Jambi – Purworejo (Catatan Hidup Orang Tua)


1980 orang tua saya transmigrasi ke Jambi. Sampai di sana tepatnya di Buluran, Telaianpura. Waktu itu beliau masih pengantin baru, masih muda-mudanya. Bapak sebenarnya sudah pernah ada di Jambi pun sudah sekitar 3 tahun. Jadi ketika menikah, beliau sudah cukup tahu dengan Jambi. Apalagi banyak saudara yang ada di sana. Ada Paman dan Kakak dari Bapak saya. Beliau memulai karirnya di perusahaan pengolahan kayu.

Kehidupan secara cepat membaik. Setahun setelah sampai di sana, lahirlah anak pertama. Sampai enam bulan berikutnya, Perusahaan Sawmills yang menaungi Bapak mengalami kebakaran hebat. Akhirnya perusahaan bangkrut, walaupun tidak sampai dipecat, penghasilan beluai turun drastis, dulunya berlebih, menjadi pas-pasan. Akhirnya diputuskan untuk pulang kembali ke Purworejo.

17 bulan di Purworejo bersama anak pertama, Ibu saya ditinggal mencari tempat berlabuh yang baru di Jambi. Setelah itu orangtua saya pindah tempat.
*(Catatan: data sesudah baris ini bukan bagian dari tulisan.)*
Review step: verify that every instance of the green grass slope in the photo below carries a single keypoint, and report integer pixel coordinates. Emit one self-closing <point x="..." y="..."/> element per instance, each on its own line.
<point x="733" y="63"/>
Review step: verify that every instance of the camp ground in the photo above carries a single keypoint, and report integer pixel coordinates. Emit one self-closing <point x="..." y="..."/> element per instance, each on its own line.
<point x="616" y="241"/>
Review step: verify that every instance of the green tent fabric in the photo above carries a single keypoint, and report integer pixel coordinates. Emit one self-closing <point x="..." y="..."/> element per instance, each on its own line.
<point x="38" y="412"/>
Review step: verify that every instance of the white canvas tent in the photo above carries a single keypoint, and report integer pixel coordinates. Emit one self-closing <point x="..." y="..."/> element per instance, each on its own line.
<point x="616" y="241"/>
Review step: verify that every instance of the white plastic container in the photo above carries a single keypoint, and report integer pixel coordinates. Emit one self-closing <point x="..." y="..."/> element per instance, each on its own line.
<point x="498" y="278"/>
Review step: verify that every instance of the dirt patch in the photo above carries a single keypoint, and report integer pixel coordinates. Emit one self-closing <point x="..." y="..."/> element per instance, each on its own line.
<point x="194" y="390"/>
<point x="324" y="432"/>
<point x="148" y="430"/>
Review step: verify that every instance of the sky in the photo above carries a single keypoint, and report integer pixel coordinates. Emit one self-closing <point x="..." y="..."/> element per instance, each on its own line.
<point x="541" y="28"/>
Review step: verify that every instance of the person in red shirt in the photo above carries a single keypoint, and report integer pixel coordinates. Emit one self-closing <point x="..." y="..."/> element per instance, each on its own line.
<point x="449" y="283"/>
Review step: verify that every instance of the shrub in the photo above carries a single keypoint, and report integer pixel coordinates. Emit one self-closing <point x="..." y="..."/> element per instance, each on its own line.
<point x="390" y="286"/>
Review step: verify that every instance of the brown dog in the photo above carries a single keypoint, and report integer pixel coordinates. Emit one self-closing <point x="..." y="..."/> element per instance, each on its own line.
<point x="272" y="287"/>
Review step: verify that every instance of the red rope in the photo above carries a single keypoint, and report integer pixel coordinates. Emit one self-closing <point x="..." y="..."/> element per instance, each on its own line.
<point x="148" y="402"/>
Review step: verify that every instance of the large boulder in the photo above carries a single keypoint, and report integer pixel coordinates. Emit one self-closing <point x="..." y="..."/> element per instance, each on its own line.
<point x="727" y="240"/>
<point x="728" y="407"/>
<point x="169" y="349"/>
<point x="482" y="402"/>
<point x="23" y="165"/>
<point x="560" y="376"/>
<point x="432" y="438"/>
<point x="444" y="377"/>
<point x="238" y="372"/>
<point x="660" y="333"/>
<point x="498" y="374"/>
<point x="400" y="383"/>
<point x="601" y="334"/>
Jauh dari Buluran beliau pergi ke Lambur, Tanjung Jabung. Bapak bekerja di sawmills lagi, kali ini di Lambur Sawmills. Mungkin karena pengalamannya, Bapak saya gampang naik pangkat. Namanya entah apa sebutannya, pake istilah Cina. Dari situ kehidupan perekonomian keluarga tak hanya cukup, jauh sangat lebih bahkan. Sering mengirim ke Kakek yang ada di Jawa. Di Lambur juga mereka dikaruniai lagi dua orang anak. Anak pertama yang dilahirkan di Buluran, Telanai kebetulan laki-laki, yang di lambur menyusul laki-laki dan perempuan. Keduanya lahir di tahun 1983 dan 1985.

Keluarga yang bahagia, kehidupan masyarakat maju dan perekonomian yang stabil goyah di awal 90an. Orangtua saya memikirkan bagaimana nasib sekolah anak-anaknya, karena tahun-tahun itu pendidikan di Sumatera saangatlah mahal dan jauh. Bayangkan saja SMP jauhnya 9 kilometer yang jalannya adalah hutan. Biaya yang dikeluarkan untuk sekolah SMP seperti biaya kuliah yang ada di Jawa. Kondisi luar jawa tahun itu bisa dilihat seperti dalam film Laskar Pelangi.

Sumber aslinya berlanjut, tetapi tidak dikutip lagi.